Hit me like a TON OF BRICKS I tell you.  Like the windows of heaven had opened and angels were singing directly to my heart.  All the "stuff" I had been storing in the attic of my brain was let go, and only one thought permeated to my soul...

It's about the climb.  Damn it.

There will always be another mountain I'll want to move.  It will always be an uphill battle.  I just have to keep my faith and concentrate on the climb. 
When we are in rocky terrain, we don't concentrate on the meadows ahead.  We concentrate on the rocks that are right in front of us and we plan each step we take NOW carefully so that we can eventually get through this rough patch.  If I just stand here and wait for the future, then I'm not progressing.  I need to keep moving.  I need to do something meaningful today.

No more waiting.
No more...when.

Today is when.

We need to kiss our children today.  Have a talk with them today telling them how proud we are.  Approach that person today and have a conversation we have been putting off.  Start those books.  Let go of the anger.  Get those family pictures, don't wait until we are skinnier.  Go back to school.  Start those quilts.  Call our parents, or our sister or our brother.  Clean our rooms.

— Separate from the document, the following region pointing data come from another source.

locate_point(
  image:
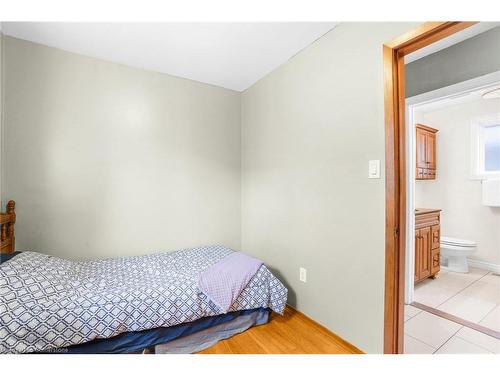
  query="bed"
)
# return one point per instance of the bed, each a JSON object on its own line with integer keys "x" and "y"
{"x": 120, "y": 305}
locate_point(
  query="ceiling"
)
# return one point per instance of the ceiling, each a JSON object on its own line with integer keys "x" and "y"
{"x": 230, "y": 55}
{"x": 458, "y": 99}
{"x": 467, "y": 33}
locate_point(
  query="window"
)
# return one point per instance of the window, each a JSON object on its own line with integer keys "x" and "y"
{"x": 486, "y": 147}
{"x": 492, "y": 148}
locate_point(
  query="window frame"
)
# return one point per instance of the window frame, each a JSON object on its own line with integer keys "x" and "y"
{"x": 478, "y": 125}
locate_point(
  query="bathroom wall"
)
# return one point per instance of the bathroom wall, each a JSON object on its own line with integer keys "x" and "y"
{"x": 469, "y": 59}
{"x": 309, "y": 129}
{"x": 1, "y": 115}
{"x": 107, "y": 160}
{"x": 453, "y": 191}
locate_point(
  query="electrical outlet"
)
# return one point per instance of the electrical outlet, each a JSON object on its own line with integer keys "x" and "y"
{"x": 303, "y": 274}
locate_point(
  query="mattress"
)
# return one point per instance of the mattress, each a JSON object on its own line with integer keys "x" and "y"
{"x": 48, "y": 303}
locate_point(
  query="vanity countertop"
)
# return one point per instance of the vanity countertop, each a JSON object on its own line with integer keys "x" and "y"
{"x": 420, "y": 211}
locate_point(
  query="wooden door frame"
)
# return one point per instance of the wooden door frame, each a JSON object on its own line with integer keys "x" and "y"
{"x": 395, "y": 170}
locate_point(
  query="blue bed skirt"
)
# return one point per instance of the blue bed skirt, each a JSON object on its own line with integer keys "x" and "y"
{"x": 133, "y": 342}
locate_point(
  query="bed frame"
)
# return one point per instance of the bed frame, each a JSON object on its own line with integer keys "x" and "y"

Today is what I make of it.  Life isn't going to be less crazy later.  Life is always crazy.  There will always be another mountain.
(I know, blah, she is the last person in the universe I thought I would be getting sage advice from...)

I don't know what the future holds for us.  I have hope that it is wonderful.  But today I will stop thinking about when, and start thinking about...
Now.       <------- Wow.  If you really look at it, THAT is a pretty powerful word.